Single by Luke the Drifter
- B-side: "Pictures from Life's Other Side"
- Published: September 7, 1951 Acuff-Rose Publications
- Released: December 1951
- Recorded: June 1, 1951
- Studio: Castle Studio, Nashville
- Genre: Country, blues
- Length: 2:49
- Label: MGM 11120
- Songwriter: Hank Williams
- Producer: Fred Rose

Luke the Drifter singles chronology
| "I Dreamed About Mama Last Night / I've Been Down That Road Before" (1951) | "Ramblin' Man" (1951) | "Be Careful of Stones that You Throw" (1952) |

= Ramblin' Man (Hank Williams song) =

1951 song by Hank Williams

"Ramblin' Man" is a song written in 1951 by Hank Williams. Initially released in December 1951 as one of Williams' "Luke the Drifter" singles, it was re-released as the B-side to the posthumous 1953 number one hit "Take These Chains from My Heart", as well as to the 1976 re-release of "Why Don't You Love Me". It is also included on the 40 Greatest Hits, a staple of his CD re-released material.

==Background==
"Ramblin' Man" is one of Williams' few minor key compositions and is sung rather than spoken, unlike the other recitations he recorded as "Luke the Drifter," an alter ego created by Williams and producer Fred Rose to let jukebox operators know that the heavily moralistic recitations were not typical Hank Williams honky tonk singles.
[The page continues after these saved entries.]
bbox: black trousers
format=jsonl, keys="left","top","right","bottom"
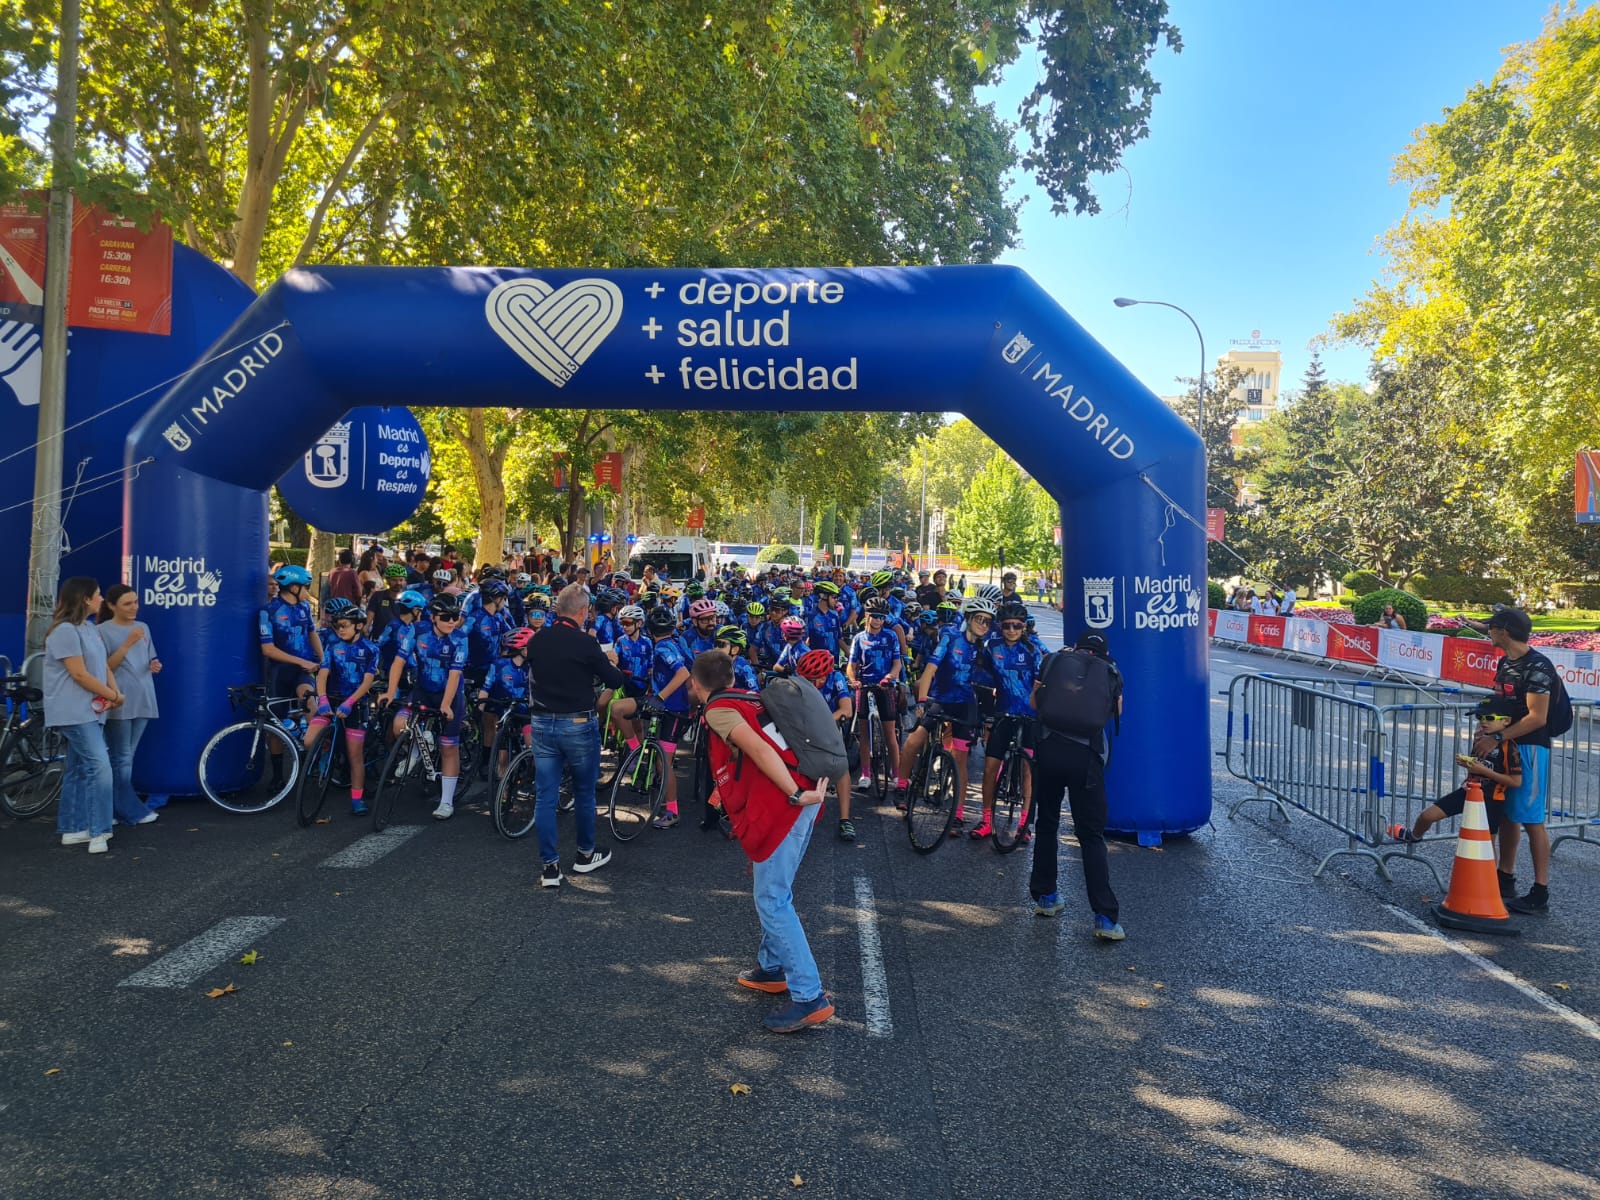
{"left": 1029, "top": 734, "right": 1119, "bottom": 922}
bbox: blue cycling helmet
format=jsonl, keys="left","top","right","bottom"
{"left": 479, "top": 579, "right": 510, "bottom": 600}
{"left": 397, "top": 589, "right": 428, "bottom": 612}
{"left": 325, "top": 598, "right": 355, "bottom": 619}
{"left": 272, "top": 564, "right": 313, "bottom": 587}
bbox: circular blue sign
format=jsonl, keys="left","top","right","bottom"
{"left": 276, "top": 406, "right": 430, "bottom": 533}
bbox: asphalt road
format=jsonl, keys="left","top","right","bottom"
{"left": 3, "top": 612, "right": 1597, "bottom": 1200}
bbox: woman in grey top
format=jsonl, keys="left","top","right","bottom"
{"left": 44, "top": 577, "right": 123, "bottom": 853}
{"left": 97, "top": 584, "right": 161, "bottom": 826}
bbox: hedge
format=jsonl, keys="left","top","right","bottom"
{"left": 1352, "top": 588, "right": 1428, "bottom": 631}
{"left": 1207, "top": 581, "right": 1226, "bottom": 609}
{"left": 1553, "top": 581, "right": 1600, "bottom": 609}
{"left": 755, "top": 543, "right": 799, "bottom": 565}
{"left": 1405, "top": 573, "right": 1513, "bottom": 607}
{"left": 269, "top": 544, "right": 309, "bottom": 567}
{"left": 1341, "top": 570, "right": 1385, "bottom": 596}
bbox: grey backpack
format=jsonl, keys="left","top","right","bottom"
{"left": 759, "top": 675, "right": 849, "bottom": 783}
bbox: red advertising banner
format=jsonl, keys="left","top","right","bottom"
{"left": 1577, "top": 452, "right": 1600, "bottom": 525}
{"left": 1205, "top": 508, "right": 1225, "bottom": 542}
{"left": 593, "top": 450, "right": 623, "bottom": 490}
{"left": 1207, "top": 608, "right": 1218, "bottom": 637}
{"left": 1327, "top": 624, "right": 1379, "bottom": 665}
{"left": 1440, "top": 637, "right": 1502, "bottom": 689}
{"left": 685, "top": 505, "right": 705, "bottom": 530}
{"left": 0, "top": 192, "right": 173, "bottom": 334}
{"left": 552, "top": 453, "right": 568, "bottom": 492}
{"left": 1247, "top": 615, "right": 1286, "bottom": 649}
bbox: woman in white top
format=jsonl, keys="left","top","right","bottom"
{"left": 43, "top": 577, "right": 122, "bottom": 853}
{"left": 97, "top": 584, "right": 161, "bottom": 826}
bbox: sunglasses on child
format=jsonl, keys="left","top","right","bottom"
{"left": 999, "top": 621, "right": 1026, "bottom": 631}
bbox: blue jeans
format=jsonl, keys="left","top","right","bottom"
{"left": 531, "top": 712, "right": 600, "bottom": 865}
{"left": 752, "top": 811, "right": 824, "bottom": 1003}
{"left": 55, "top": 721, "right": 114, "bottom": 838}
{"left": 104, "top": 717, "right": 154, "bottom": 824}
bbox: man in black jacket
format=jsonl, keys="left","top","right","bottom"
{"left": 524, "top": 584, "right": 627, "bottom": 889}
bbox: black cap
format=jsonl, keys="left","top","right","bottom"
{"left": 1473, "top": 696, "right": 1527, "bottom": 722}
{"left": 1486, "top": 608, "right": 1533, "bottom": 640}
{"left": 1075, "top": 631, "right": 1109, "bottom": 656}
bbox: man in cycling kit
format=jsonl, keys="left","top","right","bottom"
{"left": 901, "top": 595, "right": 995, "bottom": 820}
{"left": 684, "top": 597, "right": 721, "bottom": 656}
{"left": 846, "top": 597, "right": 904, "bottom": 797}
{"left": 807, "top": 582, "right": 844, "bottom": 658}
{"left": 385, "top": 593, "right": 469, "bottom": 820}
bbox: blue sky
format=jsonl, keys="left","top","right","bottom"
{"left": 985, "top": 0, "right": 1582, "bottom": 399}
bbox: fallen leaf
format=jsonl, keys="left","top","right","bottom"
{"left": 729, "top": 1083, "right": 752, "bottom": 1096}
{"left": 281, "top": 1041, "right": 293, "bottom": 1047}
{"left": 205, "top": 983, "right": 239, "bottom": 999}
{"left": 1134, "top": 1000, "right": 1149, "bottom": 1008}
{"left": 791, "top": 1175, "right": 805, "bottom": 1188}
{"left": 315, "top": 817, "right": 332, "bottom": 825}
{"left": 1421, "top": 895, "right": 1433, "bottom": 903}
{"left": 1126, "top": 966, "right": 1137, "bottom": 973}
{"left": 1152, "top": 982, "right": 1165, "bottom": 990}
{"left": 187, "top": 827, "right": 200, "bottom": 832}
{"left": 271, "top": 853, "right": 280, "bottom": 858}
{"left": 333, "top": 891, "right": 342, "bottom": 897}
{"left": 44, "top": 1068, "right": 60, "bottom": 1076}
{"left": 1554, "top": 982, "right": 1571, "bottom": 990}
{"left": 239, "top": 950, "right": 259, "bottom": 966}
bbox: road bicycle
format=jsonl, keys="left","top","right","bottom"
{"left": 0, "top": 666, "right": 65, "bottom": 820}
{"left": 988, "top": 715, "right": 1035, "bottom": 855}
{"left": 295, "top": 700, "right": 389, "bottom": 826}
{"left": 853, "top": 682, "right": 898, "bottom": 803}
{"left": 903, "top": 703, "right": 961, "bottom": 854}
{"left": 197, "top": 684, "right": 306, "bottom": 813}
{"left": 607, "top": 702, "right": 677, "bottom": 842}
{"left": 370, "top": 702, "right": 481, "bottom": 831}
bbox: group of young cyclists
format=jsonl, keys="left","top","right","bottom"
{"left": 258, "top": 557, "right": 1050, "bottom": 845}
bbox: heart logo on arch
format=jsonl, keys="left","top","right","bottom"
{"left": 486, "top": 277, "right": 624, "bottom": 388}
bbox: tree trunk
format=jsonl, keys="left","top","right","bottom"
{"left": 454, "top": 411, "right": 507, "bottom": 571}
{"left": 306, "top": 527, "right": 339, "bottom": 608}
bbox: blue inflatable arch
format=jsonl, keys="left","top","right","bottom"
{"left": 124, "top": 265, "right": 1209, "bottom": 835}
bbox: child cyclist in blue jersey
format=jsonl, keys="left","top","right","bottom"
{"left": 807, "top": 582, "right": 844, "bottom": 658}
{"left": 478, "top": 626, "right": 535, "bottom": 776}
{"left": 773, "top": 616, "right": 810, "bottom": 674}
{"left": 795, "top": 648, "right": 858, "bottom": 840}
{"left": 901, "top": 595, "right": 996, "bottom": 820}
{"left": 464, "top": 579, "right": 514, "bottom": 766}
{"left": 609, "top": 603, "right": 652, "bottom": 745}
{"left": 385, "top": 593, "right": 470, "bottom": 820}
{"left": 846, "top": 597, "right": 904, "bottom": 798}
{"left": 259, "top": 564, "right": 322, "bottom": 788}
{"left": 970, "top": 602, "right": 1042, "bottom": 840}
{"left": 607, "top": 605, "right": 694, "bottom": 828}
{"left": 306, "top": 605, "right": 379, "bottom": 815}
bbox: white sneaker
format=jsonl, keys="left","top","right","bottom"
{"left": 857, "top": 775, "right": 872, "bottom": 789}
{"left": 88, "top": 836, "right": 110, "bottom": 854}
{"left": 61, "top": 830, "right": 91, "bottom": 846}
{"left": 432, "top": 800, "right": 455, "bottom": 820}
{"left": 136, "top": 811, "right": 159, "bottom": 825}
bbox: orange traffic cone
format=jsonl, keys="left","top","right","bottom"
{"left": 1432, "top": 779, "right": 1519, "bottom": 937}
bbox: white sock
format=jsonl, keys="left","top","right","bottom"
{"left": 440, "top": 775, "right": 458, "bottom": 806}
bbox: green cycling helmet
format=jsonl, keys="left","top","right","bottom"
{"left": 745, "top": 601, "right": 766, "bottom": 618}
{"left": 714, "top": 624, "right": 748, "bottom": 648}
{"left": 871, "top": 570, "right": 893, "bottom": 588}
{"left": 384, "top": 563, "right": 409, "bottom": 579}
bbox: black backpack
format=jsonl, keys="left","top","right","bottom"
{"left": 1545, "top": 673, "right": 1574, "bottom": 739}
{"left": 1034, "top": 650, "right": 1120, "bottom": 739}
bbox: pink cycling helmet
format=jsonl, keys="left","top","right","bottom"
{"left": 689, "top": 598, "right": 718, "bottom": 620}
{"left": 780, "top": 616, "right": 805, "bottom": 638}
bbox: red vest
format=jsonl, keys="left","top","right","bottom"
{"left": 705, "top": 690, "right": 816, "bottom": 863}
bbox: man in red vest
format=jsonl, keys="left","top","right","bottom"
{"left": 689, "top": 651, "right": 834, "bottom": 1033}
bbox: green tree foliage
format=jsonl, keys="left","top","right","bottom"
{"left": 897, "top": 419, "right": 1002, "bottom": 517}
{"left": 1331, "top": 8, "right": 1600, "bottom": 574}
{"left": 947, "top": 450, "right": 1054, "bottom": 570}
{"left": 755, "top": 543, "right": 799, "bottom": 566}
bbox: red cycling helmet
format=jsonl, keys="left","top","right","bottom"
{"left": 796, "top": 649, "right": 835, "bottom": 682}
{"left": 502, "top": 627, "right": 537, "bottom": 653}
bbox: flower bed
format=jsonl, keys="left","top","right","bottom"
{"left": 1530, "top": 630, "right": 1600, "bottom": 652}
{"left": 1290, "top": 605, "right": 1355, "bottom": 625}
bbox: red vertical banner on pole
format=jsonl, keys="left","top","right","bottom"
{"left": 1577, "top": 452, "right": 1600, "bottom": 524}
{"left": 686, "top": 505, "right": 705, "bottom": 530}
{"left": 1205, "top": 508, "right": 1225, "bottom": 542}
{"left": 67, "top": 206, "right": 173, "bottom": 334}
{"left": 552, "top": 453, "right": 568, "bottom": 492}
{"left": 593, "top": 451, "right": 623, "bottom": 490}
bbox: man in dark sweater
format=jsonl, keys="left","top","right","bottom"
{"left": 524, "top": 583, "right": 627, "bottom": 888}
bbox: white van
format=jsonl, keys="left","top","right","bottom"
{"left": 626, "top": 535, "right": 714, "bottom": 584}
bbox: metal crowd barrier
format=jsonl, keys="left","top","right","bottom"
{"left": 1224, "top": 672, "right": 1599, "bottom": 887}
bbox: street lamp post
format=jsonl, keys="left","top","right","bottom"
{"left": 1113, "top": 297, "right": 1207, "bottom": 443}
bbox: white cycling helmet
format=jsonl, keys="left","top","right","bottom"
{"left": 975, "top": 583, "right": 1004, "bottom": 603}
{"left": 962, "top": 595, "right": 997, "bottom": 617}
{"left": 432, "top": 568, "right": 454, "bottom": 584}
{"left": 617, "top": 604, "right": 645, "bottom": 623}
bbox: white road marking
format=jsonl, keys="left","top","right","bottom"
{"left": 118, "top": 916, "right": 285, "bottom": 989}
{"left": 320, "top": 825, "right": 425, "bottom": 869}
{"left": 1384, "top": 904, "right": 1600, "bottom": 1044}
{"left": 853, "top": 875, "right": 893, "bottom": 1038}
The song is notable for the simplicity of its structure, relying upon a 2-chord, minor-key, rhythm guitar figure and alternating minimal accompaniment from fiddle and steel guitar. It also features Williams' trademark "yodel." The song's three verses, all ending in the title line, are sung straight through with no pause for instrumental solos. The song tells the story of a man trapped in his drifting ways, doomed to break his lover's heart. Tales of wanderers were a common theme for Williams, and consequently, country music as a whole. The haunting spectre of the train - also a recurring image in many of Hank's compositions - is prominent. Country music historian Colin Escott speculates that the folk undertones of the recording may not have been accidental because the Weavers' hit version of Lead Belly's "Goodnight Irene" "had sparked a short-lived folk music craze, and it's possible that Hank saw the folk craze as an opportunity for Luke the Drifter." Williams' version was recorded in Nashville with Fred Rose producing on June 1, 1951. He was backed by Jerry Rivers (fiddle), Don Helms (steel guitar), Sammy Pruett (electric guitar), Jack Shook (rhythm guitar), Ernie Newton or "Cedric Rainwater," aka Howard Watts (bass), and possibly Owen Bradley (organ).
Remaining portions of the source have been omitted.